Alors face à la dureté du monde, il demeure l’absurde. Il faut avouer que les meilleures séquences demeurent celles durant lesquelles le cynisme touche à son paroxysme, accompagné de l’absurdité. Ça marche d’autant plus que l’absurde a véritablement des airs de réel chez Kaurismäki, et nous renvoie donc à notre propre manière (absurde) de fonctionner. Ansa jette comme par automatisme un petit plat réchauffé tout droit sorti du micro-onde comme s’il était par nature immangeable, tandis que Holappa jette ses cigarettes toujours au même endroit. Des gestes aux conversations, c’est bien l’absurde qui règne : Ansa dit assurément être de la famille de Holappa lors d’une visite à l’hôpital, mais elle dit ne pas connaître son prénom. C’est dire ce que l’on fait ou que l’on exprime de stupide pour bouleverser notre quotidien…

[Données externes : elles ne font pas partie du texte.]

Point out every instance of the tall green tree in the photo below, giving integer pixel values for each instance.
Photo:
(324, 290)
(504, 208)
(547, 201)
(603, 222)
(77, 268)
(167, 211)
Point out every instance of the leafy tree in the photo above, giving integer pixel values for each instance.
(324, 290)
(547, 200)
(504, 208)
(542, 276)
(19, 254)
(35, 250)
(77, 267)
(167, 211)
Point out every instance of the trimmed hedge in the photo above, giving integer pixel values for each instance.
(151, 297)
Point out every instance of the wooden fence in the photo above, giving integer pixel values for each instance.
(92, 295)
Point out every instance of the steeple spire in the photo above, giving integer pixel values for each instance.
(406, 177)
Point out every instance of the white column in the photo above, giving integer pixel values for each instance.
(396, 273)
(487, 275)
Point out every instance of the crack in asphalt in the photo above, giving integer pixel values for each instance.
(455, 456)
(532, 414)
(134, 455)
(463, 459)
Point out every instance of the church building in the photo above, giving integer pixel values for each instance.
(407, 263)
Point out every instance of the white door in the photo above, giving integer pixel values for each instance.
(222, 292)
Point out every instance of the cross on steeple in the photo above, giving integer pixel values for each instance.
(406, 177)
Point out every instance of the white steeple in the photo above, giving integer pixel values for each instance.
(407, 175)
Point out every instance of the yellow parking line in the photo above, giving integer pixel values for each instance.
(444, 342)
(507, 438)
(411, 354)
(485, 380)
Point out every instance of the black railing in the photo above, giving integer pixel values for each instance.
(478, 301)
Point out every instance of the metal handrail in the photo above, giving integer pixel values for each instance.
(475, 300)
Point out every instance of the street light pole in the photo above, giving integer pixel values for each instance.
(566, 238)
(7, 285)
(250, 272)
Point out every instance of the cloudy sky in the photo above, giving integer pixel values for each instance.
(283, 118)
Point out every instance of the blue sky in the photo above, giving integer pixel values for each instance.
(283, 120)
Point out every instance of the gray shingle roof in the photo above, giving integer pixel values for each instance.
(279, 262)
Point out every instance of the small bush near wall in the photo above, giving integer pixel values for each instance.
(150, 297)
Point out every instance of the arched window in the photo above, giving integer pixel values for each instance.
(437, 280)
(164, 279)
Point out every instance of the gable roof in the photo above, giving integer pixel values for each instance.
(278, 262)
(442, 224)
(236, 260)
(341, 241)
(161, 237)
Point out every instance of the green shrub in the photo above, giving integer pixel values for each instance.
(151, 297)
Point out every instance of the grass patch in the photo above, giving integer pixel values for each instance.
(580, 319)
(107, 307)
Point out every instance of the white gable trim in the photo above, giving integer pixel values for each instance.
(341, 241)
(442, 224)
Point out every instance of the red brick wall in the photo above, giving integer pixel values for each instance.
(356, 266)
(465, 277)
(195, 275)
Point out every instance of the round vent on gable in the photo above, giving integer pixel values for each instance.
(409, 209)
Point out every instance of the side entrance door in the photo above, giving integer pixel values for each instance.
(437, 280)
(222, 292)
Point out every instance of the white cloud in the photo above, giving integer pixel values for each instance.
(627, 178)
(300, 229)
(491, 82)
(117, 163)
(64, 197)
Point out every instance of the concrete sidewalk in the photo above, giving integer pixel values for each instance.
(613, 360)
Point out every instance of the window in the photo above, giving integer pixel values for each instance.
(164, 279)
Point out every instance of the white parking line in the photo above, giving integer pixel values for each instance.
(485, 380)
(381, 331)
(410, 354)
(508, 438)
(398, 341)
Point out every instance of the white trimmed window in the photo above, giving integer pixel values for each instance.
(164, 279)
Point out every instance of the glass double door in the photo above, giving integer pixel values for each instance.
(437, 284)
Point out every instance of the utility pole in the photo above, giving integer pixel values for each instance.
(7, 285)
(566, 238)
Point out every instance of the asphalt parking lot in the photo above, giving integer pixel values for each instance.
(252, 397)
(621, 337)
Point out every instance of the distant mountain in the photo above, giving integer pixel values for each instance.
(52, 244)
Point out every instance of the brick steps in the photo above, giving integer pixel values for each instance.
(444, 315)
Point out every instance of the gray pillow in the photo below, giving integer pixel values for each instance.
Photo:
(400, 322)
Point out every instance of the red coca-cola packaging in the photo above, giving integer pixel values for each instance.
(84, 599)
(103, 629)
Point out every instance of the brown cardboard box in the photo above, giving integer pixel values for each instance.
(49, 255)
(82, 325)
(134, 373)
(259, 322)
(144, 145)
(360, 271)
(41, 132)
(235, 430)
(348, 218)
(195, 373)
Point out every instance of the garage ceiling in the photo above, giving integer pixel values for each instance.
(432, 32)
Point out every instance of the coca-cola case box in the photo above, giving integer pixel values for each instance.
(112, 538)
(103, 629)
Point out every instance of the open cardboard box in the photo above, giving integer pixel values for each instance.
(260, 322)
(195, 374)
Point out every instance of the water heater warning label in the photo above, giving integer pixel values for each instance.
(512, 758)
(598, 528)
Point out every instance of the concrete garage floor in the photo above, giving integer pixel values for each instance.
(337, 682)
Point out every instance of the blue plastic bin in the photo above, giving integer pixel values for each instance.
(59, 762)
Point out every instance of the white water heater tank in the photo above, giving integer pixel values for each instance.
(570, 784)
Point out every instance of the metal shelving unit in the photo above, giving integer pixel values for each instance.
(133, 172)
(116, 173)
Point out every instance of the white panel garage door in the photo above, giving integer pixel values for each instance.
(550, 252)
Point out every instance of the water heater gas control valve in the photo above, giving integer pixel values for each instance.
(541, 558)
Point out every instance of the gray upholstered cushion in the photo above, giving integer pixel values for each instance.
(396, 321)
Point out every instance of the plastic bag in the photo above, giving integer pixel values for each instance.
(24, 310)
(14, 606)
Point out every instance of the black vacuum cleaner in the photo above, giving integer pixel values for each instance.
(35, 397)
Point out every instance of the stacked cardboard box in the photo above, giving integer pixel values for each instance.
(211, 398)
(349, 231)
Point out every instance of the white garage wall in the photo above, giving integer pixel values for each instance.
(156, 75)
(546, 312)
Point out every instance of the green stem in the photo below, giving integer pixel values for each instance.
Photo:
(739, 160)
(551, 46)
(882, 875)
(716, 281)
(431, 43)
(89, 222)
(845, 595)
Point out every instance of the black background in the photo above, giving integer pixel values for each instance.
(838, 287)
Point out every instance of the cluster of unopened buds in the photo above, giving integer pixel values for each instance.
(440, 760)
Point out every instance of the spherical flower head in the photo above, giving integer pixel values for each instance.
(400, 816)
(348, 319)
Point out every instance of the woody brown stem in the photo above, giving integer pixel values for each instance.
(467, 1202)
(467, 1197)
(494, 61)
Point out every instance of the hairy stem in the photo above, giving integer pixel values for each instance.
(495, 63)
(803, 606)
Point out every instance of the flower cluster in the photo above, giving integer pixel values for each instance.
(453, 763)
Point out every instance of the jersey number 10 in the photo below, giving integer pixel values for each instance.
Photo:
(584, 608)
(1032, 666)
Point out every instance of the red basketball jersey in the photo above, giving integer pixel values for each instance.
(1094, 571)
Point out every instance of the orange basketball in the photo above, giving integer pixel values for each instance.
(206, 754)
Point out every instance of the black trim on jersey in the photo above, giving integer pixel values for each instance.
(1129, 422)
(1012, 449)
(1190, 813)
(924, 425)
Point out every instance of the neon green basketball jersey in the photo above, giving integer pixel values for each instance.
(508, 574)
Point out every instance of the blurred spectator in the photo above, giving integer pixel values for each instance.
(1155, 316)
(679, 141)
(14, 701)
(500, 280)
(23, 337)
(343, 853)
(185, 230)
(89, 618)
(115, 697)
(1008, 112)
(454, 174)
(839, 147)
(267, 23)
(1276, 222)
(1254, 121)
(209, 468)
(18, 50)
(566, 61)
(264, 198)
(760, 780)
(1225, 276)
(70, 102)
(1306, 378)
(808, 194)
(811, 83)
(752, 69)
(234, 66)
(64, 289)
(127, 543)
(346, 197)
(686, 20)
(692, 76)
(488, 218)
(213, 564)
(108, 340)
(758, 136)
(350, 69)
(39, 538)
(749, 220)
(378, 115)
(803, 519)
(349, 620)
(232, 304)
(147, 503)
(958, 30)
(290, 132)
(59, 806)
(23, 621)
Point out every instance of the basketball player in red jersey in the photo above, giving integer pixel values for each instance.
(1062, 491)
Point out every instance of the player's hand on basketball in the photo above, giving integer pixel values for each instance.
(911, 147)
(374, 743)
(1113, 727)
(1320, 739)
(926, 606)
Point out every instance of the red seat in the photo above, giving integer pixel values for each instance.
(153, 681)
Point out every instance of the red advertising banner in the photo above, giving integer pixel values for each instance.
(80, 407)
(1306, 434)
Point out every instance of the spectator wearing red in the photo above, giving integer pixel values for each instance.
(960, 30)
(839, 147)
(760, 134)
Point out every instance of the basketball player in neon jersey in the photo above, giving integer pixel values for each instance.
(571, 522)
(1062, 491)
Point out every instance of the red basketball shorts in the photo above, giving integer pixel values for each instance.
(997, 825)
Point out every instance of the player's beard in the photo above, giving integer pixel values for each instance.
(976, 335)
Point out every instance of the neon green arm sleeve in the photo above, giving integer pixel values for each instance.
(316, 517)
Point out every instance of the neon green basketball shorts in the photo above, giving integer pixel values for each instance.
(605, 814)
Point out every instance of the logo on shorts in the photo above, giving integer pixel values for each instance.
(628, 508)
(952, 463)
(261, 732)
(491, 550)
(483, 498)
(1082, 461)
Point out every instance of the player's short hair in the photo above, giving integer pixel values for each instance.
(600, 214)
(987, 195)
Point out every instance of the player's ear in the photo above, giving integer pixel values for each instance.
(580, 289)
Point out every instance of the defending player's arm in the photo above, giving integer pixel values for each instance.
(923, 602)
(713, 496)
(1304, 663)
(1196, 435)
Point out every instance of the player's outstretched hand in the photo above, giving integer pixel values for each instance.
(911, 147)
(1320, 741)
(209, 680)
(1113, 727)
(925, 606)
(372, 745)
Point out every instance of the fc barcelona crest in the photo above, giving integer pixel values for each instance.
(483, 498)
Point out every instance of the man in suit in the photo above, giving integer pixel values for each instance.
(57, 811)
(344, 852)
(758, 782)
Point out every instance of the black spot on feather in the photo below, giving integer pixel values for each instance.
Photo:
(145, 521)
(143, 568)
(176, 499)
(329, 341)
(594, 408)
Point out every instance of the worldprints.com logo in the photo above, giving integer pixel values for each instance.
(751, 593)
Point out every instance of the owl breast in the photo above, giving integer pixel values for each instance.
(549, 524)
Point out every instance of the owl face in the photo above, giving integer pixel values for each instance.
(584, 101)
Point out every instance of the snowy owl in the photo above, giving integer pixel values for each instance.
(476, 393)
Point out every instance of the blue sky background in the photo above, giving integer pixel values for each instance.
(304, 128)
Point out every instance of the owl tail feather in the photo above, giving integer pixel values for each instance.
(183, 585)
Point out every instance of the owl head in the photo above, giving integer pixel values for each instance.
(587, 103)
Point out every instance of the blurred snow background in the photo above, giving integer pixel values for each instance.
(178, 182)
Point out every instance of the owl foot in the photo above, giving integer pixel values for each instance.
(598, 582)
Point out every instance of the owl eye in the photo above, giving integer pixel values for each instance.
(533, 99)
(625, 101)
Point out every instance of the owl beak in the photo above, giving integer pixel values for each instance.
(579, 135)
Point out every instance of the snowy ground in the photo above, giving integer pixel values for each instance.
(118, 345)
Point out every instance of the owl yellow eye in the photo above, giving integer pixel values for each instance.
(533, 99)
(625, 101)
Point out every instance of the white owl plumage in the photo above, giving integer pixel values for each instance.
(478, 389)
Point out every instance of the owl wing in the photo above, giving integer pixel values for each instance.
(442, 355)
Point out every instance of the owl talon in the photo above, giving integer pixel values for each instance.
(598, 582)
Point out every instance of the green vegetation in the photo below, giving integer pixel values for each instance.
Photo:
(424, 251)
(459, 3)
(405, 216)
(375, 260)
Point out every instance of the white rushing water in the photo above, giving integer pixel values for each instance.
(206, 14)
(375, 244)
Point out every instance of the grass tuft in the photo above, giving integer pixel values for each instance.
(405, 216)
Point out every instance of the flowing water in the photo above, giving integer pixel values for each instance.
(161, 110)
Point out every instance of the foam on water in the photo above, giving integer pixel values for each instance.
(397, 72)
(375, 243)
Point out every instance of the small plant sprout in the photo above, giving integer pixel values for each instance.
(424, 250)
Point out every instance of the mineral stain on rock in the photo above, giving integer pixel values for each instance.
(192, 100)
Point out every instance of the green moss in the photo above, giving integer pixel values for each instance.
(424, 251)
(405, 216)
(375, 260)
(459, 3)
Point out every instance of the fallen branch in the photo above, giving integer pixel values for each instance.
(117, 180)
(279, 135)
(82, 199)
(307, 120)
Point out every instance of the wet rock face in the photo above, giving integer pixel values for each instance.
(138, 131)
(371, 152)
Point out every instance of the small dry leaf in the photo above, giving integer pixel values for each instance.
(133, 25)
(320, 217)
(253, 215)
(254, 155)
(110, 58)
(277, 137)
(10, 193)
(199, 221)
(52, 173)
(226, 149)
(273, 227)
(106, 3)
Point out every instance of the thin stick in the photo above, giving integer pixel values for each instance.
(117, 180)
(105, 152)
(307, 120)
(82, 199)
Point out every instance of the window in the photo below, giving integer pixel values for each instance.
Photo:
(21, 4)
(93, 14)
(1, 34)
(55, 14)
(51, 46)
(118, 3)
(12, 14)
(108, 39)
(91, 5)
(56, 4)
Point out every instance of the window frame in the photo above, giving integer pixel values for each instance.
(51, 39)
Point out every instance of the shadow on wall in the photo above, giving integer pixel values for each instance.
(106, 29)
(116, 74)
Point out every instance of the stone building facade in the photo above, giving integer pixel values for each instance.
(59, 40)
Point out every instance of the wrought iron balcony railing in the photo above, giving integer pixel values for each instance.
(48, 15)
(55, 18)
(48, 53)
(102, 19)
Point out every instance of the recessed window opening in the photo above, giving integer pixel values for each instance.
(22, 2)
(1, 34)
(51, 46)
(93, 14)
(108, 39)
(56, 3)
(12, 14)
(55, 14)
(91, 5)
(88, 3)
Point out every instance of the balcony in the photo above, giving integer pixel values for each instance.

Alors finalement, un amour aussi banal ne peut que nous réchauffer le cœur : preuve en est que face aux comédies romantiques qui mettent particulièrement en avant les attributs féminins (coucou Tout sauf toi), un peu de normalité autant que de poésie ne fait pas de mal. Rien n’est plus beau que de voir les regards des deux personnages, bien plus parlants. Les Feuilles mortes est une petite parenthèse appréciable qu’il est nécessaire de voir.